By this time the golf club had be in existence for over a year, and concerned that it might, in time, no longer continue to function as he had meant it to, he stated in his will that “at no time shall said course be turned into a free municipal one”. He also reiterated the duties and responsibilities of the Management Committee.
One of the more important rules however and one which would become of great significance in years to come, was the one whereby he transferred the Feu-superiority of the properties from the Town Council to the Dr Barnardo’s Homes for Children.
This meant that they, Dr Barnardo’s, were now entitled to collect the rent or Feu-duty - “one penny Scots at Whitsunday - “…if asked only”.
To define “Feu-Superiority”: superiority simply means the ownership of a piece ground, while “feu” may be explained as the perpetual lease at a fixed rent for a piece of land held by such a lease. The word “feu” originates from old French for “fee” - a payment made in olden days, by a vassal to his superior. This payment could be in the form of money or kind (e.g. grain) in return for not having to enlist and do military service for his master.
While he was alive, Sir James himself would be responsible for supervising the Council’s maintenance of the park. However, after his death, as Dr Barnardo’s now held the feu-superiority, they would have the task of monitoring the Council’s work. And to that end, they were given the authority to have an official from the Forestry Commission inspect the policies every three years or so, to ensure that the park was being maintained in accordance with his wishes. Should it not be, and then the McDonald Park would be handed over to Dr Barnardo’s Homes.
However, the conditions relating to the golf course were somewhat different.
Even if the McDonald Park did become the property of Barnardo’s, the Council would nevertheless continue to have the responsibility of ensuring that golf continued to be played over the course.

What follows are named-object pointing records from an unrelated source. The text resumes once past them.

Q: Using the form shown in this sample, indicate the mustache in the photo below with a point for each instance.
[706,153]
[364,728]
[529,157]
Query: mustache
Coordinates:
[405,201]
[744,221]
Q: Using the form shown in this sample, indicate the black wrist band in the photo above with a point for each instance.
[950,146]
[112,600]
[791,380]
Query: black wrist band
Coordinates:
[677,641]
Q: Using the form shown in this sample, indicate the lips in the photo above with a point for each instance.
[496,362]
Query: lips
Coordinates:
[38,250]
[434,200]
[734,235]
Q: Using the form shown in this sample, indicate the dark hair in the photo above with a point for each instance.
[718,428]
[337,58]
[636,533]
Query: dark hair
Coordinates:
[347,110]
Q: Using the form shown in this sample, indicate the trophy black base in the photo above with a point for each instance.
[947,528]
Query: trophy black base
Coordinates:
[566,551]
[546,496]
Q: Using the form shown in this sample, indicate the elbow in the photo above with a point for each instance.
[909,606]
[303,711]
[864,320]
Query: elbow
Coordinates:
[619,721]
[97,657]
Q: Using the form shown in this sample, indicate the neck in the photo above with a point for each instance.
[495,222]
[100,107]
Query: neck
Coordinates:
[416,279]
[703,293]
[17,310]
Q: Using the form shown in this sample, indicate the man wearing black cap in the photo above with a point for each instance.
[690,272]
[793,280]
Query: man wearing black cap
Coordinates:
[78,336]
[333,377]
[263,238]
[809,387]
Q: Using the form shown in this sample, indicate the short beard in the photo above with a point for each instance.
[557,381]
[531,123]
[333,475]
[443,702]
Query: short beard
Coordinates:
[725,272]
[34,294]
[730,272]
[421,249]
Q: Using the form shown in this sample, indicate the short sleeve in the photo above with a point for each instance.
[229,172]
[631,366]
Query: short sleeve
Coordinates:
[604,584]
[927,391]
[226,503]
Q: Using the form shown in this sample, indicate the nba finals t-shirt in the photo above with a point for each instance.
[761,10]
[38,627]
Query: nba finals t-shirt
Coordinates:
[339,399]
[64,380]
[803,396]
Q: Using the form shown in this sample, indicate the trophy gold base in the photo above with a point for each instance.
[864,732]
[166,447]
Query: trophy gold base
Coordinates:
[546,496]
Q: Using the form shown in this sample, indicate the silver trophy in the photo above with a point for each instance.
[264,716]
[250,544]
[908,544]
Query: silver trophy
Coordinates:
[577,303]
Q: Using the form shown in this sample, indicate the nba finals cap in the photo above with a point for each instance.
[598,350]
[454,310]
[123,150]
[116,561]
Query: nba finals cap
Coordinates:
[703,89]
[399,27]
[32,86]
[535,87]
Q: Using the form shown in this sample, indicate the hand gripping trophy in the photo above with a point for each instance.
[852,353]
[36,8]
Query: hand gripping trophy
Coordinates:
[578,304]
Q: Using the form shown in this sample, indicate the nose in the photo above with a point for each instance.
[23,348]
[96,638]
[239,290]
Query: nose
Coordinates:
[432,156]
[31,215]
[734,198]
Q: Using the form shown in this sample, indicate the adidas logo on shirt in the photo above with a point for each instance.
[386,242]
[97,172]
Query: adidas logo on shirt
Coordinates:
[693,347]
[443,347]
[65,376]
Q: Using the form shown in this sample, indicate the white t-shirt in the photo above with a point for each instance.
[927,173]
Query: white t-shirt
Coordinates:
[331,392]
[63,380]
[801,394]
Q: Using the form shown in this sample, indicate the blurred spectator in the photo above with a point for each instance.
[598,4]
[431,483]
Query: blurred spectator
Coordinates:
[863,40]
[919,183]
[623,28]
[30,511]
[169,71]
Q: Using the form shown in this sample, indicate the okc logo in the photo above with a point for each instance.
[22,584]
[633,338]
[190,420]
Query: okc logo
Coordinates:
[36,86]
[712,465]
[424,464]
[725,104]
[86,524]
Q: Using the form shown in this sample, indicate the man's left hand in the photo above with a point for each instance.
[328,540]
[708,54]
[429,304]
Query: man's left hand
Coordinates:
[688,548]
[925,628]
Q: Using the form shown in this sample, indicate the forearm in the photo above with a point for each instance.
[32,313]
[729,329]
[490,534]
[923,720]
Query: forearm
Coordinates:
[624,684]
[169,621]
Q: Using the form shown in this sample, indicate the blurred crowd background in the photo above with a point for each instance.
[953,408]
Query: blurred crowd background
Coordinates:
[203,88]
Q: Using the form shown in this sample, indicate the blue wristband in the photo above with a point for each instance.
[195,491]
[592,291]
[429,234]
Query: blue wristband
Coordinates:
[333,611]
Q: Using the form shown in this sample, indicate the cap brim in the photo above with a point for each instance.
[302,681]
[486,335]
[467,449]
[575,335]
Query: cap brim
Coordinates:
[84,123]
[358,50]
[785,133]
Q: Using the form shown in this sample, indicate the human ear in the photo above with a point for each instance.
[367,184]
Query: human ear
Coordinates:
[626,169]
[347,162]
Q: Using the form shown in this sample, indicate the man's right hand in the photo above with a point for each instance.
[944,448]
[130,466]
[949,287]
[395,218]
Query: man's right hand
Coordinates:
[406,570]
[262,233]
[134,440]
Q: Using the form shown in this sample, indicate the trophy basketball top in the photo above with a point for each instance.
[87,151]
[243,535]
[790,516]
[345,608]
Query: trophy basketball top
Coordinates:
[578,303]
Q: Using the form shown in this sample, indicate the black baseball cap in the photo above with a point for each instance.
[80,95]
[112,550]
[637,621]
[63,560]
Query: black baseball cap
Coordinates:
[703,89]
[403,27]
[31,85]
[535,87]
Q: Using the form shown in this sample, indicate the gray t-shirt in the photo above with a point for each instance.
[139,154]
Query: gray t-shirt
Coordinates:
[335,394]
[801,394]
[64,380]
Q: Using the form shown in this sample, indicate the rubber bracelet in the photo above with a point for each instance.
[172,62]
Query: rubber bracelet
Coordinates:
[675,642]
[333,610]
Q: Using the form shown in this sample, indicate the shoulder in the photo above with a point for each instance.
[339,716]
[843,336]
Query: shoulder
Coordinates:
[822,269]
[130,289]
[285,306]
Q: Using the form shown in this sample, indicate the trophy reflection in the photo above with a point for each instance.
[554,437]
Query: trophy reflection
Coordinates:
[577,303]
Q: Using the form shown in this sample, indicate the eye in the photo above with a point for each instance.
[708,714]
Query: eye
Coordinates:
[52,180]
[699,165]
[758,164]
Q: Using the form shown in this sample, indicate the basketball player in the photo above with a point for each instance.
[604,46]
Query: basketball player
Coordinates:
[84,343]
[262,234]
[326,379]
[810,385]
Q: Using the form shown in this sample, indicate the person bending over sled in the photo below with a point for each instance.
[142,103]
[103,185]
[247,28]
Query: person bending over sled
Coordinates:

The exact wording in the Blench Charter was that the Council retained “a perpetual servitude right of using said golf course as such”. In other words the golf course had to remain a golf course and it could not be developed for any other purpose irrespective of who owned it. Now as stated above, Dr Barnardo’s had the authority to have the park inspected every three years or so, but in reality these checks were infrequent, if indeed they were carried out at all. Until that is, when a chain of events was set in motion, that would have significant consequences for the golf club.
In the early 1960s, Miss Scott, the niece of Sir James, who had formally opened the club in 1927, reported to the late Charles G Brown, senior partner in the law firm of Burnett and Reid, Aberdeen that in her opinion the McDonald Park was not being properly looked after. The complaint was forwarded both to the Standard Bank of South Africa. Who were acting as Trustees for the now late Sir James, and also to Dr Barnardo’s. The latter, as required by the terms of the Minute of Agreement, sent an official from the Forestry Commission to Ellon, and he, along with Mr Raeburn, spent the better part of two days inspecting the park. They concluded the complaints were justified and had to be remedied.
This episode must have brought home to Dr Barnardo’s, the fact that ownership of the Feu-superiority, far from being in any way profitable, was a liability. Like Sir James before them, they had never asked for the rental to be paid. Not surprisingly then, in 1990, Dr Barnardo’s decided to put the Feu-superiority up for sale but the golf club was not informed of this decision.
The Gordon District Council, successors to the Ellon Town Council, bought the feu-superiority for £10,000 and, in doing so, set in motion a chain of events, which would be of huge significance for the McDonald Golf Club, and would not be resolved for more than almost two decades. This issue will be looked at later.